What other genres did O’Rourke test out at the cDc? In 1990, he contributed to the collective a recounting of a gruesome dentist appointment that’s surprisingly dull in spite of plenty of gums and gore. (He must have liked this conceit, though, as he reprised it in January, filming his dental hygienist, Diana, as she spoke about her experiences at the U.S.-Mexico border—and cleaned O’Rourke’s teeth.) A 1989 piece called “Ultra-Trendies” is endearing for its very ’90s calibration of who is authentically punk and who isn’t; those who know all the lines in Sid and Nancy—and listen to nothing but the Sex Pistols—are, says Beto, phonies. (I sense our hero protests too much here—he’s off to Columbia in a year.) In another cDc piece, a Q&A from 1988, O’Rourke and his pal Arlo Klahr, with whom O’Rourke would start a punk band called Foss, interrogate a self-described Nazi and KKK member. Mostly, they just let him ramble, denying the Holocaust, praising the leadership of Hitler and defending neo-Nazis as loving Christians. O’Rourke and Klahr are nonconfrontational in the extreme. At the bottom of the page, they give an El Paso address for anyone who wants to mail away for the tape of the interview. A Google search suggests that the house at that address once belonged to Pat Francis O’Rourke, Beto’s father.
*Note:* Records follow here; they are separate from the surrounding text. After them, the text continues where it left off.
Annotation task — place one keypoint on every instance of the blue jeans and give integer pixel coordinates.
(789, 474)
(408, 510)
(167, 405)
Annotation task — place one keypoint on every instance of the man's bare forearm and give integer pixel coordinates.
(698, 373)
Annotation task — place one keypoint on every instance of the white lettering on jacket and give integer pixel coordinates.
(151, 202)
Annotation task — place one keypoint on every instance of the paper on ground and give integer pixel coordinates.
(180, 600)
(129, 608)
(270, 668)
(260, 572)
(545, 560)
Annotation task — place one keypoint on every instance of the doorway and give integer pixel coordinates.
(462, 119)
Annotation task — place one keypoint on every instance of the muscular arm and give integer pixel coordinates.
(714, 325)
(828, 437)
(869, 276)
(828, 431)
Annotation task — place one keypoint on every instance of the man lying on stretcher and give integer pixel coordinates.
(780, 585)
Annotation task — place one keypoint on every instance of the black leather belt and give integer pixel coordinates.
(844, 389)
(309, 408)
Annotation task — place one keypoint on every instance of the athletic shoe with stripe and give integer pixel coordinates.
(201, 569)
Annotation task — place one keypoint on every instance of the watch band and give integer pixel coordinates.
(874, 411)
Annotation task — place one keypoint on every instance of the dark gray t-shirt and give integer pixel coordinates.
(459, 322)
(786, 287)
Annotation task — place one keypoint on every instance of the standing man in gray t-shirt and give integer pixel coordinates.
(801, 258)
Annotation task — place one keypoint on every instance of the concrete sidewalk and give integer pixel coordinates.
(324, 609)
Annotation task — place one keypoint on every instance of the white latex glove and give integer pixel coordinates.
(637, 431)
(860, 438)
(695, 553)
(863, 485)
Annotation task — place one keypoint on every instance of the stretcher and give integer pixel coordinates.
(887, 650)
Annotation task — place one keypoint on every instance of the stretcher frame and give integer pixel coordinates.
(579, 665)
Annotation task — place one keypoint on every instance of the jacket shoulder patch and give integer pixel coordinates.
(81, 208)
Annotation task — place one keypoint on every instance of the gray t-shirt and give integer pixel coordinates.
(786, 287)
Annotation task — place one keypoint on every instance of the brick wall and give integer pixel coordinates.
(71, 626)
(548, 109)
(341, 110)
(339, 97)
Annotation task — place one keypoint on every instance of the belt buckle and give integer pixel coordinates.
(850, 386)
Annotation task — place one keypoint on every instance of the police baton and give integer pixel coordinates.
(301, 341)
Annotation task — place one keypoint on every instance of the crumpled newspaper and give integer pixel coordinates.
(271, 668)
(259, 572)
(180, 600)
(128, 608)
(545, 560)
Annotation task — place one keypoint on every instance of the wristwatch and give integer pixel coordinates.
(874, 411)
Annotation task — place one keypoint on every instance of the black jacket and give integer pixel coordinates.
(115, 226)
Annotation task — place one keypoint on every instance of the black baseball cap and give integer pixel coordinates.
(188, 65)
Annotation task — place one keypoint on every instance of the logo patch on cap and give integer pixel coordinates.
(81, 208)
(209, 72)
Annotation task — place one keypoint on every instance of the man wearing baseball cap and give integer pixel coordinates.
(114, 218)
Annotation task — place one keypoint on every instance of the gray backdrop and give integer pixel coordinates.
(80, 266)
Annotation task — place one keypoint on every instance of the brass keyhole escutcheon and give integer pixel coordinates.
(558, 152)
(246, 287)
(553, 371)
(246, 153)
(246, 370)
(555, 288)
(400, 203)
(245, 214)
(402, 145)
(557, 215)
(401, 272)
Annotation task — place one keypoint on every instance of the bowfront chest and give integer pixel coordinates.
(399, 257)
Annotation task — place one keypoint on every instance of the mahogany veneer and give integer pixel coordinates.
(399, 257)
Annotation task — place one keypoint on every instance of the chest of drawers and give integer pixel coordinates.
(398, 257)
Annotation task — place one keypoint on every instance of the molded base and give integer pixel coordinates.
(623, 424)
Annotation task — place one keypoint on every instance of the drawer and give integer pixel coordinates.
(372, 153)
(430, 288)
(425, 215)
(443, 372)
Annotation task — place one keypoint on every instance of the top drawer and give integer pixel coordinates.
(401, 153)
A Feature on Money,” from 1987, is my favorite O’Rourke from the Cult of the Dead Cow years. Yes, another negligible title. Still, the piece, a short essay, is much more sincere than the others. O’Rourke, for all he gives goth an occasional go, is just not a very dark person. And while his essay is supposed to be “radical”—arguing for a world without money—it’s really just a comfort. Turns out Beto, like anyone but a demented oligarch or the American president, is skeptical of the claim that greed is a virtue. He proposes, with all the ingenuousness of a teenager, that we “slowly take the United States off the world market, and then slowly phase out our own money markets.”

O’Rourke now insists he’s a “capitalist,” but his cDc writing suggests he can still throw down with the best of the Occupy-trained lefty foes of Wall Street. And in his essay, the sweet, slow process of obliterating the American economy has some damn good effects: “This would slowly bring the upper and middle classes of people in America together.” Who doesn’t want to all be together, without the stress of … money? I’m in.
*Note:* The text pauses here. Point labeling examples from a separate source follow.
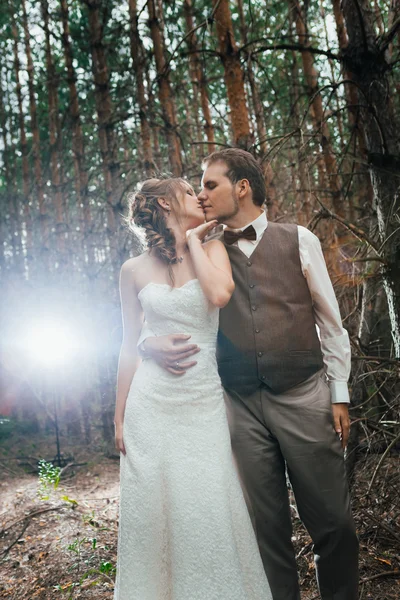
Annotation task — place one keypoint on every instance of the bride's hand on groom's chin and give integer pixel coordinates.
(200, 232)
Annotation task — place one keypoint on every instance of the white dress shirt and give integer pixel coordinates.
(335, 344)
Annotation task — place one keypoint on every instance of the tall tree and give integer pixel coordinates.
(23, 138)
(233, 74)
(104, 107)
(139, 65)
(366, 60)
(54, 135)
(311, 77)
(78, 146)
(198, 76)
(36, 146)
(164, 87)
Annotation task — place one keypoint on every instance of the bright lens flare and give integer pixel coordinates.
(50, 344)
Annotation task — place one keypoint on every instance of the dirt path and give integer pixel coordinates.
(60, 548)
(65, 547)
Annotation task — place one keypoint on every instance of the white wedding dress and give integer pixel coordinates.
(184, 529)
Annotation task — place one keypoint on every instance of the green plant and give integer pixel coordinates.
(49, 478)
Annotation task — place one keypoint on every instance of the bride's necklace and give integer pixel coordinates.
(180, 258)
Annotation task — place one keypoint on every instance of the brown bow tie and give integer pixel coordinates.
(230, 237)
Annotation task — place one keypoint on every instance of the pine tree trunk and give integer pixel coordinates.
(44, 219)
(23, 141)
(10, 196)
(164, 88)
(198, 77)
(139, 62)
(303, 196)
(104, 107)
(78, 146)
(55, 136)
(366, 61)
(233, 75)
(311, 77)
(261, 136)
(365, 192)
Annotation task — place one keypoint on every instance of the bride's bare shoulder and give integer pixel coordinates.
(138, 262)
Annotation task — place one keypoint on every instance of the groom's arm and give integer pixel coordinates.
(335, 343)
(169, 351)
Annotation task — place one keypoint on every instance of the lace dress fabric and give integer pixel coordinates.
(184, 529)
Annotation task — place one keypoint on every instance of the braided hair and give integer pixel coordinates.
(145, 212)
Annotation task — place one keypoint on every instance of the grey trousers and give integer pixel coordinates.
(294, 430)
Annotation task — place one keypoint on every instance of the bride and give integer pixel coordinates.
(184, 530)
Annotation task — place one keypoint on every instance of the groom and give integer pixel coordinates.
(287, 395)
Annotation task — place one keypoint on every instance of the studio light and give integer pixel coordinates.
(50, 343)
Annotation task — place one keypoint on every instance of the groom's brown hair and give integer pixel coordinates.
(241, 165)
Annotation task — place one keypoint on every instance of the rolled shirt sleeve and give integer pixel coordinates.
(335, 343)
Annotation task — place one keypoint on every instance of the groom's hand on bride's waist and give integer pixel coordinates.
(171, 352)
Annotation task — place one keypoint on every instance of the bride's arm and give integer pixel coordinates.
(129, 359)
(212, 266)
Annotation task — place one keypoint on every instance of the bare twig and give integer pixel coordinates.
(378, 466)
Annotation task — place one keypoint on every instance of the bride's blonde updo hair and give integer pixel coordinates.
(145, 212)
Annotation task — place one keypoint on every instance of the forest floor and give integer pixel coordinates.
(65, 546)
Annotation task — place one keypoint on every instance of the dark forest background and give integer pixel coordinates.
(96, 95)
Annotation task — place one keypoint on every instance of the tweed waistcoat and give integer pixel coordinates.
(267, 333)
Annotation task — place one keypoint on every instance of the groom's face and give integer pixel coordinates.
(218, 195)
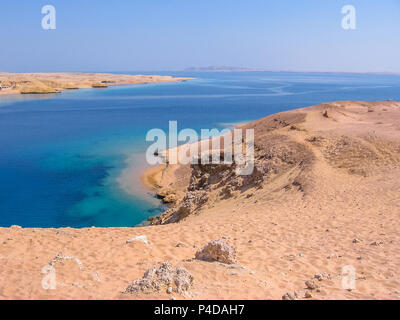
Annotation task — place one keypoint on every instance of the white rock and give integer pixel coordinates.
(141, 238)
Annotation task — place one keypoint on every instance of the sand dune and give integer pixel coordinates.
(29, 83)
(324, 195)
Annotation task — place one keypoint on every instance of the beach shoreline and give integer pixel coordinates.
(51, 83)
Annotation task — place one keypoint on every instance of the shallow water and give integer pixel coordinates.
(61, 155)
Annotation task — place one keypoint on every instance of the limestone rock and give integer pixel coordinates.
(160, 277)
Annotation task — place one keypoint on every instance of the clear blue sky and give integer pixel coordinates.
(122, 35)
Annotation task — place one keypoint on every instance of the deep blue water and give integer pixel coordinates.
(61, 155)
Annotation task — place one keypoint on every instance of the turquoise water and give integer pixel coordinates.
(61, 155)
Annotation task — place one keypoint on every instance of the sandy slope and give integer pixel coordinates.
(326, 175)
(15, 83)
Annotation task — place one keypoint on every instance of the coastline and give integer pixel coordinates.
(50, 83)
(328, 199)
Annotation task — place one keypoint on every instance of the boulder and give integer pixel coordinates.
(161, 277)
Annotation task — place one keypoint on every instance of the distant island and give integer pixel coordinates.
(41, 83)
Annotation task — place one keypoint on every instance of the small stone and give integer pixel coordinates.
(217, 250)
(141, 238)
(180, 244)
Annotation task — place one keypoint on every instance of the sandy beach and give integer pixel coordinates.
(41, 83)
(324, 195)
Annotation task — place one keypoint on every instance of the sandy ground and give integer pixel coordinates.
(16, 83)
(328, 197)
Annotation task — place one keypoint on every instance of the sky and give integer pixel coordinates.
(147, 35)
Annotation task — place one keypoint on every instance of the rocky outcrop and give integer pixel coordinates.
(217, 250)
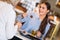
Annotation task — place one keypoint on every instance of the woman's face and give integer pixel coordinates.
(43, 9)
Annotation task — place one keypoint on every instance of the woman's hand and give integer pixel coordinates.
(38, 34)
(19, 25)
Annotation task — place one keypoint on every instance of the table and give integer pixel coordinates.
(21, 37)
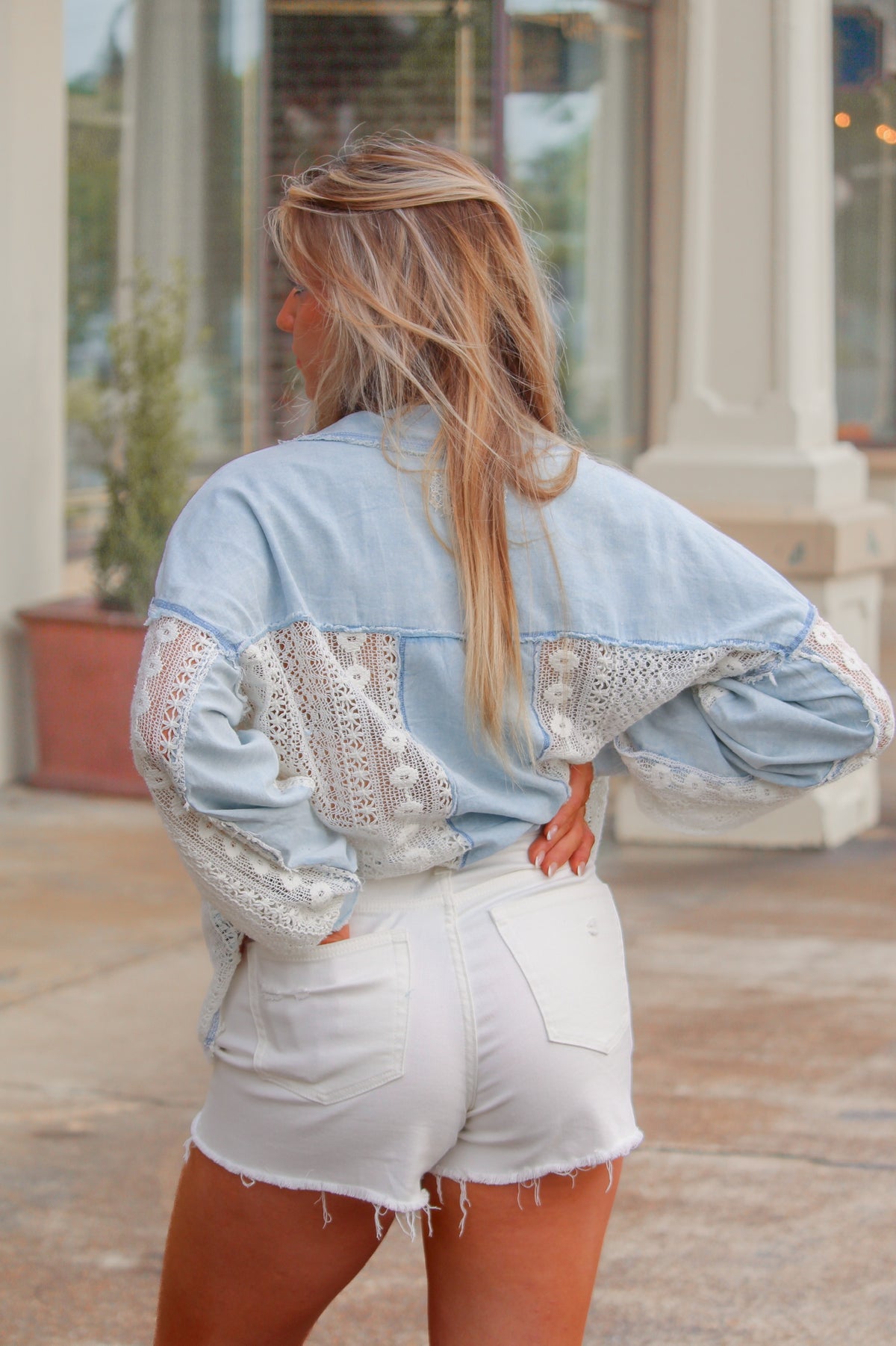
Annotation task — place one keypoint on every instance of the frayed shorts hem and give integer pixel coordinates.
(409, 1208)
(564, 1170)
(253, 1176)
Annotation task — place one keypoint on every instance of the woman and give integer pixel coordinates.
(373, 656)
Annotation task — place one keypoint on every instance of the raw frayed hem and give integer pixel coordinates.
(530, 1178)
(407, 1213)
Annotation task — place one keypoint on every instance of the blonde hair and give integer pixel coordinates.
(432, 295)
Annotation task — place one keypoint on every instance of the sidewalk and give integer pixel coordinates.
(759, 1210)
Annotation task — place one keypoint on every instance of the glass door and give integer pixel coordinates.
(553, 96)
At the bottom of “A Feature on Money,” I found the Cult’s usual libertarian contempt for copyright (“All rights worth shit—and duefully [sic] so”), but also a number to call. The idealistic Beto—the man who by force of sheer charisma can rally Americans to donate millions of dollars in 24 hours—really did want to start a movement back then! “Remember, we are the next generation, and will soon rule the world,” he wrote. I dialed up the 915 number. I figured if O’Rourke the aged hacktivist still knows how to monkey with telephony, maybe he routed that old number to his campaign headquarters. No dice. It was a law firm in El Paso, Texas. I was too not-punk to prank them. But then I reverse-searched the number online and found that, at least at some point, it belonged to none other than Pat Francis O’Rourke.
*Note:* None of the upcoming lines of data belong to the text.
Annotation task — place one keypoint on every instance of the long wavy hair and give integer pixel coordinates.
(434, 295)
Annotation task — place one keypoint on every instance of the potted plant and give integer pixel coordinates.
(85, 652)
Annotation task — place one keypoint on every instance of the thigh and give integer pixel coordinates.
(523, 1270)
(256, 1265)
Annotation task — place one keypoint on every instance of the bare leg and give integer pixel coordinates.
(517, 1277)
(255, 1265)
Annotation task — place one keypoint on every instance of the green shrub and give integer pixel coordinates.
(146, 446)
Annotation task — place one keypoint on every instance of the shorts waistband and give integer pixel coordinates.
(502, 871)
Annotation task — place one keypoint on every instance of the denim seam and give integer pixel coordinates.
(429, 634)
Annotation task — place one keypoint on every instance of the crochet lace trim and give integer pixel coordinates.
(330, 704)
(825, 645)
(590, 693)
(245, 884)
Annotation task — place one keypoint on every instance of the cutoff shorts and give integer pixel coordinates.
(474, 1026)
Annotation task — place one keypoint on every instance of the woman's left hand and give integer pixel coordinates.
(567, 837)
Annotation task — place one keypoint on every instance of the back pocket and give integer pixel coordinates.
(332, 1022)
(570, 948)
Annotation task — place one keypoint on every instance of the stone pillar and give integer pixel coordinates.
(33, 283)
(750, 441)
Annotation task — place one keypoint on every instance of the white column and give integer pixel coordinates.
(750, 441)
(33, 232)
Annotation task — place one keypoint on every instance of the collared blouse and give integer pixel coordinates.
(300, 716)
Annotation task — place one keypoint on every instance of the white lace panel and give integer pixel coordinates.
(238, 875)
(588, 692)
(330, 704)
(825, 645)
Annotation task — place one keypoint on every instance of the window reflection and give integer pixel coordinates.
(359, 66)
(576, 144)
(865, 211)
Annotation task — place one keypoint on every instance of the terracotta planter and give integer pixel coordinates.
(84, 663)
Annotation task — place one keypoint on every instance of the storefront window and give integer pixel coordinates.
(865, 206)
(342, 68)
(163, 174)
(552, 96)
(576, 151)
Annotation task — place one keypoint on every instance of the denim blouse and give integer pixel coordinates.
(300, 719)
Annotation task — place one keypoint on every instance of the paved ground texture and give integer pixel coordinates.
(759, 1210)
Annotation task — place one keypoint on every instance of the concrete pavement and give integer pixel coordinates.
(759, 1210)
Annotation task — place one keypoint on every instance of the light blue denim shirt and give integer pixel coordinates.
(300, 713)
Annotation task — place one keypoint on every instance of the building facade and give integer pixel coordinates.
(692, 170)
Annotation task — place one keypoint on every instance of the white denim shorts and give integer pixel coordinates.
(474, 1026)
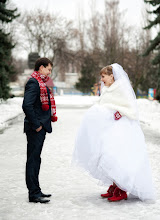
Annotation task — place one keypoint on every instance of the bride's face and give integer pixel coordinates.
(107, 79)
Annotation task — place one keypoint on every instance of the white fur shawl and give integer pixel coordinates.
(115, 97)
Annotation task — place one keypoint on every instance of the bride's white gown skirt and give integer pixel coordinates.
(114, 151)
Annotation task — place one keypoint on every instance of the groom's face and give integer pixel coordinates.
(45, 70)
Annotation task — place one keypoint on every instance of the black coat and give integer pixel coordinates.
(32, 107)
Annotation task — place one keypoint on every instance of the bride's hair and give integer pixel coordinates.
(106, 70)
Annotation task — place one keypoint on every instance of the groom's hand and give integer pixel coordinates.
(38, 129)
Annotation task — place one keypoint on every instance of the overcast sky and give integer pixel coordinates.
(69, 8)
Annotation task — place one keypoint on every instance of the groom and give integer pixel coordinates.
(39, 108)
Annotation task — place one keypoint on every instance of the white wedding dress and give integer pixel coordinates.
(114, 150)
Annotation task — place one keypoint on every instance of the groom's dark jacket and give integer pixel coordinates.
(35, 116)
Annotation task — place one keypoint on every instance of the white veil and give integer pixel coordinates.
(120, 75)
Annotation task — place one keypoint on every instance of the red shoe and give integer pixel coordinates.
(109, 192)
(118, 195)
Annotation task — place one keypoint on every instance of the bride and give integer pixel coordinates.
(110, 144)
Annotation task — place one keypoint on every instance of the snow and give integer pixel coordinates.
(149, 111)
(75, 195)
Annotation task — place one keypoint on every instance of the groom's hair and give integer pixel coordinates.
(42, 62)
(106, 70)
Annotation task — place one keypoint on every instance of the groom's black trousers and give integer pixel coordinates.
(35, 142)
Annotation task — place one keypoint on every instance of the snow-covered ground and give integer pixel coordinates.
(75, 195)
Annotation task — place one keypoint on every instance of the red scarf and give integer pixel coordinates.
(43, 93)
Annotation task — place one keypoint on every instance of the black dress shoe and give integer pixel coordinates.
(45, 195)
(39, 199)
Early Beto hits the spot if you’re feeling nostalgic for the days of debates among punks or the interface of early web boards, but if you want to find one real radical cell in O’Rourke, you’re out of luck. It seems O’Rourke—minor indie showoff turned normcore candidate for president—once thought his fellow Americans might consider money the root of all evil. And he hoped we could actively converse about it, if we just called his dad.